Thursday, May 16, 2013

#342 The Sinking Ship

In my Adult Swim post, I mentioned meeting a tall guy.  To give a bit more detail, he had crawled into some cave area in the dinosaur exhibit, and when he popped back out, I said, ‘That was impressive!”  He noticed my height and we talked for a bit.  He’s 6’8” and played some college ball.  Really nice, funny, very cute.  He chatted with Kerstin and me for several minutes.  When he left to catch up with friends, he gave me his number.  He mentioned meeting up with him and his friends after the event; I didn’t make it so texted him when I got home. 

Mid-week he texted about meeting for a beer and we settled on Saturday evening, after my day of Rick’s Picks.  I met him at a bar called the The Sinking Ship.  Interesting name, as it did speak somewhat metaphorically about our relationship.
 
 
We spent the first couple of hours talking by ourselves and then were joined by three of his friends (two women from his work and another female friend).  Overall I had a good time, despite the friends being there.  I did like them but it was a bit strange to have them there.  Although we have some common interests and I find him very attractive, he is not what I’m looking for in a long-term relationship.  He has one habit I don’t like that is a deal breaker.  And I don’t think he’s a Christian.  Bummer. 

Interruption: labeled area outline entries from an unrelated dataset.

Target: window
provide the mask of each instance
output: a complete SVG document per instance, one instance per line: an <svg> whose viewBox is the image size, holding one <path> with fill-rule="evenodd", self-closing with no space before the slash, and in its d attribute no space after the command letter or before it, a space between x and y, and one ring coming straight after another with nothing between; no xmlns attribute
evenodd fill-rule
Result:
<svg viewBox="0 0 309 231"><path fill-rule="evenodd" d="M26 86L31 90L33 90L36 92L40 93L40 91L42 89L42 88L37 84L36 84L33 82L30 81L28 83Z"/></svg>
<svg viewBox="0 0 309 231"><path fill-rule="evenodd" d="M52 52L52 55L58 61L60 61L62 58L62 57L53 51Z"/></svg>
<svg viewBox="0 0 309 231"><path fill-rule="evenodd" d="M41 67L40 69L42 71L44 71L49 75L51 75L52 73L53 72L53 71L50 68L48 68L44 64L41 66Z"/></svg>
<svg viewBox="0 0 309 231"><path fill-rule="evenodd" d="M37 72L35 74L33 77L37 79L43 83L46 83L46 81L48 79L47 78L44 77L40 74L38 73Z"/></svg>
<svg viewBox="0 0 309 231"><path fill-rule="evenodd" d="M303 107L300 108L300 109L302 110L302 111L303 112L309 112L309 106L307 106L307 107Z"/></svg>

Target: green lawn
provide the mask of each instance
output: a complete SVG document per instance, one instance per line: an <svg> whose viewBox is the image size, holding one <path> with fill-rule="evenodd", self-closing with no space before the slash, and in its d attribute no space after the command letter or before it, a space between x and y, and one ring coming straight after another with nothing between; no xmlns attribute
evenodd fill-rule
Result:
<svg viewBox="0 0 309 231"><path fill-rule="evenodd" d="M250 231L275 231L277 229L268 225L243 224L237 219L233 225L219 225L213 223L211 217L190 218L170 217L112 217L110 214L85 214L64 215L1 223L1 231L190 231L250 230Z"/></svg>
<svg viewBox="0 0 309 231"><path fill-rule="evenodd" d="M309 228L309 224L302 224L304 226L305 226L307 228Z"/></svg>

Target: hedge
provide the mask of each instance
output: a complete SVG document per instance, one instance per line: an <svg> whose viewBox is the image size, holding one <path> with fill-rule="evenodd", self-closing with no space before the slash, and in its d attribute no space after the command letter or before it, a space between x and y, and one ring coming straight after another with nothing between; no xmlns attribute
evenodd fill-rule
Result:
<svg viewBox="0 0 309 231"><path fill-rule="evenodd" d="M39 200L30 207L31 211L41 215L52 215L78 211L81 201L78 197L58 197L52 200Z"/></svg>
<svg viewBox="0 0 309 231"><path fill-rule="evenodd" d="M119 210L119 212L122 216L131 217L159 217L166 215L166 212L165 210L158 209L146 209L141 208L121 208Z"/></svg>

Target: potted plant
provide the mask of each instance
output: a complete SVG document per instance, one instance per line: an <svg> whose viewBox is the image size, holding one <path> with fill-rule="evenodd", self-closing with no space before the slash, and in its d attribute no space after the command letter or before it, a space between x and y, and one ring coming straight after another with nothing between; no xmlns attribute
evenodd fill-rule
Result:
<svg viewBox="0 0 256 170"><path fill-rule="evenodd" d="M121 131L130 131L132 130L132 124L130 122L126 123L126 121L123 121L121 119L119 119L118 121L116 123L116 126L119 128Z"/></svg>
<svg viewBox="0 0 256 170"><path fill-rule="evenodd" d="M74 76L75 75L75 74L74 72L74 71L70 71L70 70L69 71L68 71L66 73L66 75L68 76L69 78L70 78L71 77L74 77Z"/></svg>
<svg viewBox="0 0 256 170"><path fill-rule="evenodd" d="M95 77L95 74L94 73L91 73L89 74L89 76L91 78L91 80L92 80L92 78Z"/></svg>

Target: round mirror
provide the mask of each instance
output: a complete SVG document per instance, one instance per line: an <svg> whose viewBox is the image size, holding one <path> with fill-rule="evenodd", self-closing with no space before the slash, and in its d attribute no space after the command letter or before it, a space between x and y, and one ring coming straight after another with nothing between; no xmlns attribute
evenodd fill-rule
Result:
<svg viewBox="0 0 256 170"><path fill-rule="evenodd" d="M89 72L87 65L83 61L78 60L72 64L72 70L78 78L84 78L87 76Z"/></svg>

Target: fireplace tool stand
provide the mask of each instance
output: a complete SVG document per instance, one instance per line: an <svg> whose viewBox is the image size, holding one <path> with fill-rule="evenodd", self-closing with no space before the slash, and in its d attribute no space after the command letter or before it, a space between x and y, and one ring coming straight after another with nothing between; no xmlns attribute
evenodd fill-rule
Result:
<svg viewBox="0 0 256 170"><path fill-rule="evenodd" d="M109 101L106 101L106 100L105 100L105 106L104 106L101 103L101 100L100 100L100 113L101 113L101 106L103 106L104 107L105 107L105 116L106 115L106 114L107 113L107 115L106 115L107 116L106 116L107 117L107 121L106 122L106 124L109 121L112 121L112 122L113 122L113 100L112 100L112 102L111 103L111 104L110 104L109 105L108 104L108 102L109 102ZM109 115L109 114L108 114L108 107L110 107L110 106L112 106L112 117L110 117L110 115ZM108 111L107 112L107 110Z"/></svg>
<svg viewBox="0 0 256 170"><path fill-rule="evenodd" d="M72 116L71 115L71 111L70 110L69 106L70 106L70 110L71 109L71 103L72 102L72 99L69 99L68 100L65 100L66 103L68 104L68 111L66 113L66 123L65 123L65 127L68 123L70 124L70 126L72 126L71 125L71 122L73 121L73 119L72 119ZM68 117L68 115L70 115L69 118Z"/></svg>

While I was having a good time but simultaneously thinking my bummer thoughts, I felt like he was thinking I was too much of a square.  And too old.  (My guess is he’s 31.)  At the end of the evening, he left me with a hug and a “Let’s keep in touch.” 

So why is it that as the ship was slowly sinking, I didn’t initially want to abandon it?  My first reaction should have been to say, “Buh bye” when the friends were on their way, making full use of my life preserver.  On the contrary, even though I knew he wasn’t right for me, I still kind of wanted to go out with him again.  He’s cute, funny, smart, kind of nerdy and really interesting.  And 6’8”. 

Is it the height?  I know he’s not the only tall guy in the world, but he’s the only tall guy in my world right now.  

Is it that I don’t like being rejected, regardless of how I really feel about our long-term compatibility? 

I think the bottom line is that despite the deal-breaker habit, he’s really fun.  And he does seem like a good person.  Even though this makes no sense, that sinking ship did fully sink.  And I need to keep my eyes open for the other fish in the sea.  (Originally written in early March)
 
P.S.  - I did hear from the "captain" in late April.  He invited me to meet him and some friends that night at another bar on my side of town.  I had other plans (what's up with guys and late notice?).  Would I have really gone if I had been able?  I probably would have tried to find a friend to go with me.  Oh well. 

 

1 comment:

  1. When you are tall & meet an even slightly interested/ interesting guy it's hard to say no/ not interested because you feel like your blowing your last chance. LOL... I know the feeling!!!